The joy of Valentine’s Day has put romance in the air. Even though love is notoriously hard to quantify and chart, we’ve seen some intriguing visualizations related to that mysterious feeling. If you have a significant other, draw him or her near, put on some nice music and enjoy these links.
Got a Thing for You
We’ve talked before about the Internet of Things and the “quantified self” movement made possible by ever smaller, cheaper, and more reliable sensors.
One young engineer, Anthony O’Malley, took that a step further by tricking his girlfriend into wearing a heart rate monitor while he proposed to her. The story, as he told it on Reddit, is that he and his girlfriend were hiking in Brazil and he suggested that they should compare their heart rates on steep routes.
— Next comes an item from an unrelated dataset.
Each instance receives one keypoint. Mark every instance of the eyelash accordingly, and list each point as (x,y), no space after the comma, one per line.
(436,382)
As shown in the graph he made later, a brisk hike on a warm, steamy day explains his girlfriend’s relatively high baseline pulse, around 100 beats per minute (bpm), while he sat her down and read her a poem about their romantic history.
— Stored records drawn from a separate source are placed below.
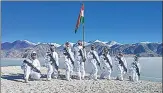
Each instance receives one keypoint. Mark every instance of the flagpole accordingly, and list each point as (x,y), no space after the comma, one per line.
(83,35)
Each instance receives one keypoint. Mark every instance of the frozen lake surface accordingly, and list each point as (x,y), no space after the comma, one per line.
(151,67)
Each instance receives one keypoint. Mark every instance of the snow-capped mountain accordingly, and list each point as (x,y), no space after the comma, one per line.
(17,48)
(97,41)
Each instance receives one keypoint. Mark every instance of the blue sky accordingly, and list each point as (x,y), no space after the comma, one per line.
(124,22)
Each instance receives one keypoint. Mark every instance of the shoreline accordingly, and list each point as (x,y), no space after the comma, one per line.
(12,81)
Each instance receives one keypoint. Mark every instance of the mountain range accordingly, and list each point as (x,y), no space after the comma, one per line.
(17,48)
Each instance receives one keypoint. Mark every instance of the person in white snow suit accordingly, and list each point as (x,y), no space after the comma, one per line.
(69,60)
(80,58)
(52,63)
(121,66)
(106,63)
(31,67)
(94,60)
(134,71)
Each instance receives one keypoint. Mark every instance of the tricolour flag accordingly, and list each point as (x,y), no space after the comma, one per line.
(80,18)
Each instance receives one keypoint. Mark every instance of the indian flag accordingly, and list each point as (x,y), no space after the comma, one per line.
(80,18)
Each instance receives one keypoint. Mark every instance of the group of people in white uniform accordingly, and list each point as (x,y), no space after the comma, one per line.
(78,55)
What kicked it into overdrive was when he got down on one knee and proposed; her pulse spiked at about 145 bpm—then leveled off a little to the 125-135 bpm range, as they slow-danced by a waterfall.
Finally, once the music ended, the happy couple caught their breath and the heart rate of the now bride-to-be returned to normal.
What makes this chart great is the careful documentation. Pulse is displayed not just at 5-second intervals but as a moving average over 30 seconds (smoothing out some of the randomness), against the mean heart rate of 107 bpm. O’Malley thoughtfully added explanatory labels for changes in the data, such as “She says SIM!” (yes in Portuguese) and “Song ends.”
Now we’re wondering whether this will inspire similar tracker-generated reports, such as giving all the ushers in a wedding party FitBits instead of boutonnieres, or using micro-expressions to check whether you actually liked those shower gifts.
Two Households, Both Alike in Dignity
One of the most famous love stories in literature, “Romeo and Juliet,” is at heart a story of teenage lovers thwarted by their families’ rivalry. Swiss scholar and designer Martin Grandjean illuminated this aspect of the play by drawing in a series of innovative network diagrams of all Shakespeare’s tragedies.
Each circle represents a character—the larger, the more important—while lines connect characters who are in the same scene together. The “network density” statistic indicates how widely distributed the interactions are; 100% means that each character shares the stage at least once with everybody else in the play.
The lowest network density (17%) belongs to Antony and Cleopatra, which features geographically far-flung groups of characters who mostly talk amongst themselves (Cleopatra’s courtiers, Antony’s friends, his ex-wives and competitors back in Rome). By contrast, Othello has the highest network density at 55%; its diagram shows a tight-knit group of colleagues, rivals, and would-be lovers on the Venetian military base at Cyprus trading gossip and threats at practically high-school levels.
The diagram of Romeo and Juliet distinctly shows the separate families, Montagues and Capulets. Grandjean’s method also reveals how groups shape the drama, as he writes: “Trojans and Greeks in Troilus and Cressida, … the Volscians and the Romans in Coriolanus, or the conspirators in Julius Caesar.”
Alright, We’ve Got a Winner
Whether your Valentine’s Day turns out to be happy or disappointing, there’s surely a pop song to sum up your mood. The Grammy Awards are a showcase for the best — or at least the most popular — songs of the past year in the United States.
The online lyrics library Musixmatch, based in Bologna, Italy, leveraged its terabytes of data and custom algorithms to make their prediction based on all 295 of the past Song of the Year nominees (going back to 1959). As Musixmatch data scientist Varun Jewalikar and designer Federica Fragapane wrote, they built a predictive analytics model based on a random forest classifier, which ended up ranking all 5 of this year’s nominees from most to least likely to win.
Before announcing the predicted winner, Fragapane and Jewalikar made a few observations:
- Song of the Year winners have been getting wordier, though not necessarily longer. (Most likely due to the increasing popularity of rap and hip-hop genres, where lyrics are more prominent.)
- They’ve also been getting louder.
- Lyrics are twice as important as audio.
And they note that a sample set of fewer than 300 songs “is not enough data to build an accurate model and also there are many factors (social impact, popularity, etc.) which haven’t been modeled here. Thus, these predictions should be taken with a very big pinch of salt.”
With that said, their prediction… was a bit off but still a great example of visualized data.